I would suggest disabling the other version (the official one) while testing this. You can export your config from the current one from the "Config" tab, and then import it to the temporary one.

To test the whitelist functionality, you can create an entry in your config directly (Probably the one you exported) by clicking export which will populate the window with your current config, make the changes, and then click import. Here is an example to add "assassin", "pass", "passing", and "password" to the whitelist:

...
...
 "substitutionMark": true,
  "whiteList": [
    "assassin",   
    "pass",
    "passing",
    "password"
  ],
  "words": {
...
...

I don't plan on building an interface for it until it is all working. But basically, you are just adding a whiteList key with a list of values in an array to not be filtered. If you have a large list of pre-compiled words let me know and I can quickly convert them into a JSON array for you.

Some of my design choices:

DJKOT2 commented 6 years ago

Hi, thanks, I'll check this out in a few days :)

richardfrost commented 6 years ago

Don't want to rush you, but I'm curious if you have had a chance to take a look at this yet?

DJKOT2 commented 6 years ago

Hi, sorry for taking so long, I'll check this as soon as I have some free time. I've been very busy last month. I had lots of things to do.

richardfrost commented 6 years ago

No worries. I definitely understand being busy.

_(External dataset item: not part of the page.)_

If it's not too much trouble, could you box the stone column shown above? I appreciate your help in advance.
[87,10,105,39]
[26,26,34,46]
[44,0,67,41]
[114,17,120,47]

Just whenever you get some time, I'd love to get your feedback on it.

richardfrost commented 6 years ago

I'm going to go ahead and close this now. Its been a long time, but if this is still an issue you can let me know.

DJKOT2 commented 6 years ago

I just haven't time to test it out

richardfrost commented 6 years ago

Yep, life gets busy sometimes. I understand! Good luck, and if you do get time and want to revisit this let me know.